SHUNT ARTERIO-VEINEUX
Scribner en 1960 réalise le premier abord vasculaire permanent en créant un courtcircuit entre une artère et une veine, utilisé dans le traitement de l’insuffisance rénale
chronique. En fait, cet abord vasculaire s’avèrait, du fait de sa faible longévité, mieux adapté
au traitement de l’IRA .
Le Shunt de Quinton-Scribner comporte deux canules de téflon introduites
respectivement dans un artère de moyen calibre et dans une veine voisine, prolongées par 2
tubulures en silastic, connectées par un raccord amovible en téflon ou par une pièce en T. Le
shunt est mis en place le plus souvent entre une artère radiale et une veine de l’avant bras ou
entre une artère tibiale postérieure et une veine saphène interne.

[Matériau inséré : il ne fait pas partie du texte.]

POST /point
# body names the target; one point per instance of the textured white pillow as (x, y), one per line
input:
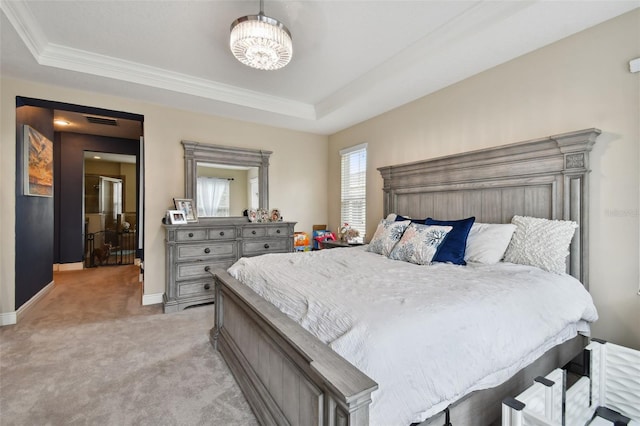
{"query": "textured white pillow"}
(387, 236)
(419, 243)
(487, 242)
(542, 243)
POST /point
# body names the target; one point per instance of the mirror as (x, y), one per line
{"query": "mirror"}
(245, 171)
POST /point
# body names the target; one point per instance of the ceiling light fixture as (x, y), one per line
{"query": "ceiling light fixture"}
(261, 42)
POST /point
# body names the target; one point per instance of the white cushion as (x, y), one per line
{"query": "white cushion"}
(419, 243)
(487, 242)
(387, 236)
(540, 242)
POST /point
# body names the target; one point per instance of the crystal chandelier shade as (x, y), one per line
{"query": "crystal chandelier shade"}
(261, 42)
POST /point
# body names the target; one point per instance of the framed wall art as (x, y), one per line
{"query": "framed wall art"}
(38, 163)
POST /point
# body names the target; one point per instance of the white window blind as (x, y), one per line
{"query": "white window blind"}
(354, 187)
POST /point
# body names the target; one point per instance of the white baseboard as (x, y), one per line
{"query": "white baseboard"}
(13, 317)
(152, 299)
(77, 266)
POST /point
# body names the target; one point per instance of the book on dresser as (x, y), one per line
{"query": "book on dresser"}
(194, 249)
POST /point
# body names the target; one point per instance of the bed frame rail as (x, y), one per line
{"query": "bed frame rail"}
(286, 374)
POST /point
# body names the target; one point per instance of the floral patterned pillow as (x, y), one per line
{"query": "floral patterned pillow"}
(420, 243)
(387, 236)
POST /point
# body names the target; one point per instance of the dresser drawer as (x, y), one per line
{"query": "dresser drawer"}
(196, 288)
(254, 231)
(254, 248)
(278, 231)
(193, 270)
(206, 250)
(222, 233)
(191, 234)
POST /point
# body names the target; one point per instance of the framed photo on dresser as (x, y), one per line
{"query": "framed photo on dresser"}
(186, 205)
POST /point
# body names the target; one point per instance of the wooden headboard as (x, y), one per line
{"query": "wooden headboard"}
(546, 178)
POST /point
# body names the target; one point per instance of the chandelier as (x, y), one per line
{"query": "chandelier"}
(261, 42)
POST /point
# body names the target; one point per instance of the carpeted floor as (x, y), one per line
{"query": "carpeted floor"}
(89, 354)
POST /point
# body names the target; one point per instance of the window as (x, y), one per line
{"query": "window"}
(213, 197)
(354, 187)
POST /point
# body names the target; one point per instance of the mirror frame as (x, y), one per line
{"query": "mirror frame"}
(198, 152)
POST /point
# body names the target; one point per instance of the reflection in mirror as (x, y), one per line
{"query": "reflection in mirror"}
(225, 190)
(224, 181)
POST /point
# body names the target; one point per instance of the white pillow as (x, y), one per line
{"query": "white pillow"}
(387, 236)
(419, 243)
(487, 242)
(542, 243)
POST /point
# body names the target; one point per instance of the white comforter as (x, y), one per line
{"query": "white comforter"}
(428, 335)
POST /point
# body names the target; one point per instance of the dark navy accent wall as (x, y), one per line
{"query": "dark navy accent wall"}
(70, 238)
(34, 215)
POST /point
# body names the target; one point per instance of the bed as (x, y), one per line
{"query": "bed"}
(290, 376)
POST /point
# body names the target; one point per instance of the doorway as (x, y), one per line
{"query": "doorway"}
(110, 209)
(51, 229)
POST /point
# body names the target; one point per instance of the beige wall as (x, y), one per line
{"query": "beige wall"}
(298, 166)
(577, 83)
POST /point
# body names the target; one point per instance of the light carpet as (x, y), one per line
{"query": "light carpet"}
(89, 354)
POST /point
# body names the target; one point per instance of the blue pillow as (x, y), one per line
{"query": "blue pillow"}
(453, 248)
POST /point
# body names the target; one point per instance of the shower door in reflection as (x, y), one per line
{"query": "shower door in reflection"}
(110, 200)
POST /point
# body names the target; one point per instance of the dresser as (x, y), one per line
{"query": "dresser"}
(194, 249)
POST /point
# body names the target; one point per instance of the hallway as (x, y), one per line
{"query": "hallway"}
(90, 295)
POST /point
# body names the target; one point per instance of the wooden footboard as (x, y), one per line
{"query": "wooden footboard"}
(287, 375)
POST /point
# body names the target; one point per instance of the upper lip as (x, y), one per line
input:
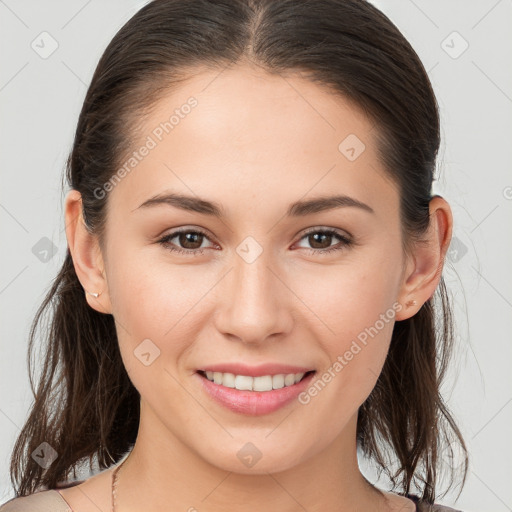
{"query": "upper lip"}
(255, 371)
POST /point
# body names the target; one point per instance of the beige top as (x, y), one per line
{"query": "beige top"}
(52, 501)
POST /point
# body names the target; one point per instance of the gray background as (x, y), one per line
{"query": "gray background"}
(40, 100)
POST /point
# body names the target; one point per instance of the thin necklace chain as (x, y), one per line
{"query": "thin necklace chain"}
(114, 485)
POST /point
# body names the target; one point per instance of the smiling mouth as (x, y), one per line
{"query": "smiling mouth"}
(258, 384)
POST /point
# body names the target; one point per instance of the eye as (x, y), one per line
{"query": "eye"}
(321, 239)
(192, 241)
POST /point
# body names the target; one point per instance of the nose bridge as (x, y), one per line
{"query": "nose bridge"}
(255, 304)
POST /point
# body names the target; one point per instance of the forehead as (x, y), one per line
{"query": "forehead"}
(241, 133)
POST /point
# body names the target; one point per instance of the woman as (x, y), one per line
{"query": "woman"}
(254, 250)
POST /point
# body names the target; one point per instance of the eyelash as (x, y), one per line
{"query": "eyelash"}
(345, 242)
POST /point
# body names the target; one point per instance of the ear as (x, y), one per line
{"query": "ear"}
(86, 253)
(425, 264)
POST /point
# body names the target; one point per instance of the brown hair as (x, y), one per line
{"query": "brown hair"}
(85, 404)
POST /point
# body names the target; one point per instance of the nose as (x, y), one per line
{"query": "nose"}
(254, 303)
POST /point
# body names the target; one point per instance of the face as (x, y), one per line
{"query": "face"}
(314, 289)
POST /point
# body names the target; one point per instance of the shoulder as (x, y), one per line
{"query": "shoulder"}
(41, 501)
(423, 506)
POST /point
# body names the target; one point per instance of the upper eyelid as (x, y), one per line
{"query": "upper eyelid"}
(336, 231)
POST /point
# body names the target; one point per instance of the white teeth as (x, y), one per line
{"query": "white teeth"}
(246, 383)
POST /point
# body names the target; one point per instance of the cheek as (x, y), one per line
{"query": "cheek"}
(355, 305)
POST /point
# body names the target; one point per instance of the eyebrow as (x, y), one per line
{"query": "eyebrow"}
(296, 209)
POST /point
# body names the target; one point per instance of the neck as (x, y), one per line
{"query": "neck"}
(162, 472)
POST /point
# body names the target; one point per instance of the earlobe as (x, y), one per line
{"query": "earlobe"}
(86, 253)
(424, 273)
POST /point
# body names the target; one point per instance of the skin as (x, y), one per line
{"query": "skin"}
(255, 143)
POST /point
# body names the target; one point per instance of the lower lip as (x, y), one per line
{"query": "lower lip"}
(254, 403)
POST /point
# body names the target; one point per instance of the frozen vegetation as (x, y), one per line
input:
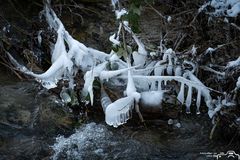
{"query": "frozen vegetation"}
(141, 76)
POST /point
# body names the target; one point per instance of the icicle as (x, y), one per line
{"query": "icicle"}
(198, 103)
(158, 71)
(159, 85)
(153, 85)
(170, 66)
(189, 100)
(39, 38)
(180, 96)
(165, 82)
(105, 100)
(138, 59)
(118, 112)
(178, 71)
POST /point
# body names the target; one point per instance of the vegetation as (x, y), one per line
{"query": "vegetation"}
(189, 53)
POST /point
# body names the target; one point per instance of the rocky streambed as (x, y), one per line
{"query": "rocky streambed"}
(34, 124)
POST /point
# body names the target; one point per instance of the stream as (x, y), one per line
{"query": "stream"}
(35, 125)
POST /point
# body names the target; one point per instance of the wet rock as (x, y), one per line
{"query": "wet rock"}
(53, 117)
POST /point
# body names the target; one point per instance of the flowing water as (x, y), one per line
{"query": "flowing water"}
(34, 125)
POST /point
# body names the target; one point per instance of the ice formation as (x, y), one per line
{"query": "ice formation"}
(141, 84)
(228, 8)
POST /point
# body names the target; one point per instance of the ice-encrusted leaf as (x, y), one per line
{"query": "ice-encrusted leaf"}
(118, 112)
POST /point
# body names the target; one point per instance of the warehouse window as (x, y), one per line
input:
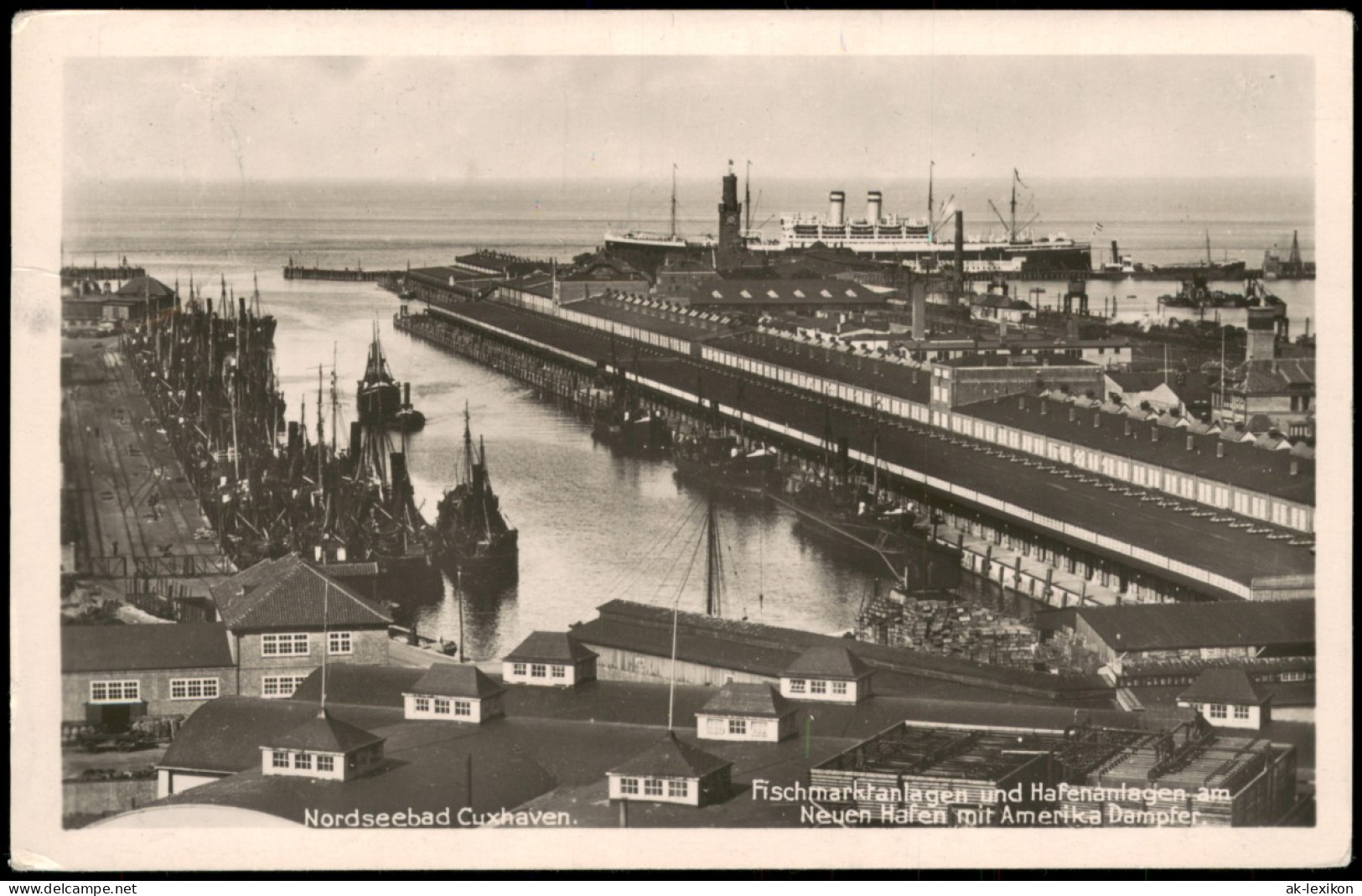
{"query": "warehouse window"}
(194, 688)
(279, 685)
(285, 645)
(115, 691)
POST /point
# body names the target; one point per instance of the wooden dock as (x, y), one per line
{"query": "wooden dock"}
(132, 515)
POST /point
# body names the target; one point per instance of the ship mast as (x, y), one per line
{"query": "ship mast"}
(747, 198)
(930, 207)
(673, 235)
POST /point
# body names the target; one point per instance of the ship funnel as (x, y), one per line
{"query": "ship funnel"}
(836, 209)
(873, 202)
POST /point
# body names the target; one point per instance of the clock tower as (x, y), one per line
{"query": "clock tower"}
(730, 218)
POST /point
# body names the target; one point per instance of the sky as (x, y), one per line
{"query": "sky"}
(632, 117)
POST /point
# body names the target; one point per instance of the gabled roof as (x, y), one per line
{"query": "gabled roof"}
(139, 286)
(671, 758)
(828, 660)
(751, 699)
(287, 593)
(1225, 685)
(326, 734)
(551, 647)
(145, 647)
(453, 680)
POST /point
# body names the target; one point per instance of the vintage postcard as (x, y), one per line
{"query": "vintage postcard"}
(841, 438)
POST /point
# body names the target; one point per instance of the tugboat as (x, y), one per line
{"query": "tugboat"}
(383, 401)
(477, 540)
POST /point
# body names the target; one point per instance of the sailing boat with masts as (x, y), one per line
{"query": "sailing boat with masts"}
(477, 541)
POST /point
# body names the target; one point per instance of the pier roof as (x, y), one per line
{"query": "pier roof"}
(1242, 464)
(1142, 627)
(289, 593)
(145, 647)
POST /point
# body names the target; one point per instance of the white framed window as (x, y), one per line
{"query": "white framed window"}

La pose facile et rapide sous anesthésie locale est la possibilité d’utilisation immédiate
sont contre-balancées par le risque d’infection et de thrombose et par l’amputation définitive
du capital vasculaire d’une artère et d’une veine. D’autres type de shunt artério-veineux ont
été mis au point pour limiter les risques infectieux (shunt de Buselmeier) et de thrombose
(shunt de Thomas) sans pour autant augmenter la durée d’utilisation du dispositif.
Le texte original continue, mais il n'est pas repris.